Rosier prospects of growth in America could spell trouble for investments in emerging markets as investors choose to put their money into more robust economies, The Wall Street Journal reported on Thursday (April 8).
“February and March saw the biggest net outflows from emerging-market bonds since the pandemic emerged last spring, with investors withdrawing about $3 billion each month, according to data from the Institute of International Finance,” the Journal writes. “The selloff was heaviest for debt issued by South Africa, Indonesia and India. Fund managers also pulled out a combined $670 million from stocks in developing countries over those two months.”
These markets — as well as places like Brazil and Mexico — have been upended by an improved growth outlook in America, which has led to a stronger dollar and higher treasury yields. Money managers are counting on the Federal Reserve to raise interest rates and control inflation in the coming years.

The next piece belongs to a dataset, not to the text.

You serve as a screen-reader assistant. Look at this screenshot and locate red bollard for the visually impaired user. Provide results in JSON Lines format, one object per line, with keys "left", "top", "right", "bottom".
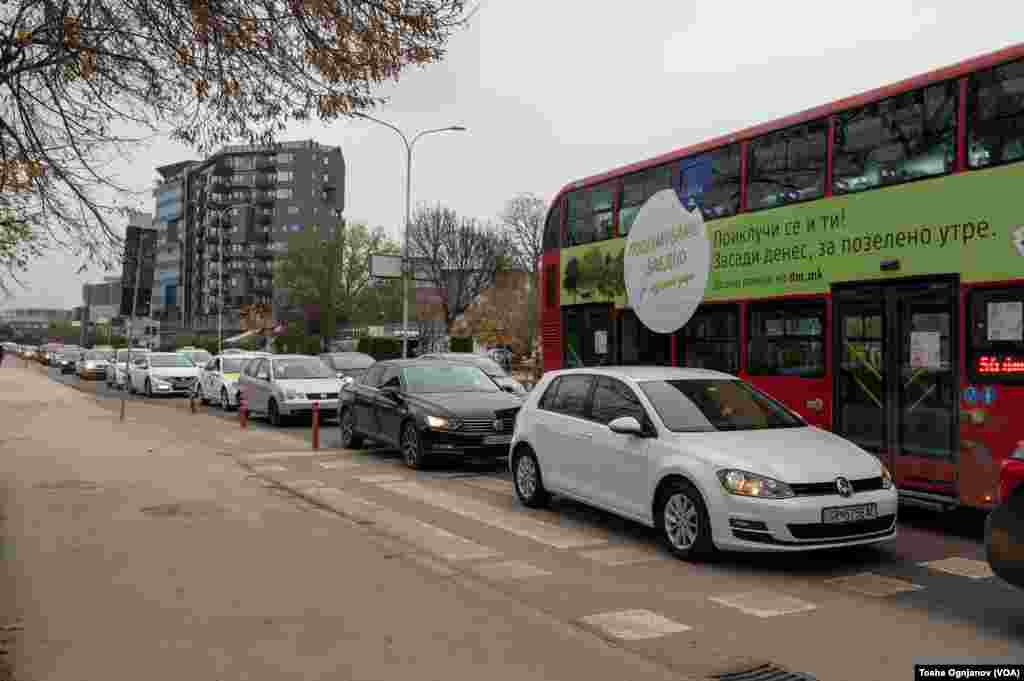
{"left": 189, "top": 392, "right": 197, "bottom": 413}
{"left": 239, "top": 390, "right": 248, "bottom": 429}
{"left": 312, "top": 401, "right": 320, "bottom": 450}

As PYMNTS reported last week, the U.S. could play a key role in the projected 6 percent growth in the world economy this year. Some of the factors contributing to this growth include the COVID-19 vaccine rollout, the government’s $1.9 trillion aid package and the fact that American households have built up almost that much money in savings over the past year.
If the U.S. were to take on a larger role, it would be the first time in more than 15 years that America has made a larger contribution to global growth than China. This optimism is pulling capital from emerging markets, noted the Journal report, forcing some developing nations to hike their interest rates despite weaker economies.
“The global liquidity cycle is beginning to turn,” Paul O’Connor, head of a multi-asset team at Janus Henderson, told the Journal. “If you look at emerging-market fixed income today, it’s going against big headwinds.”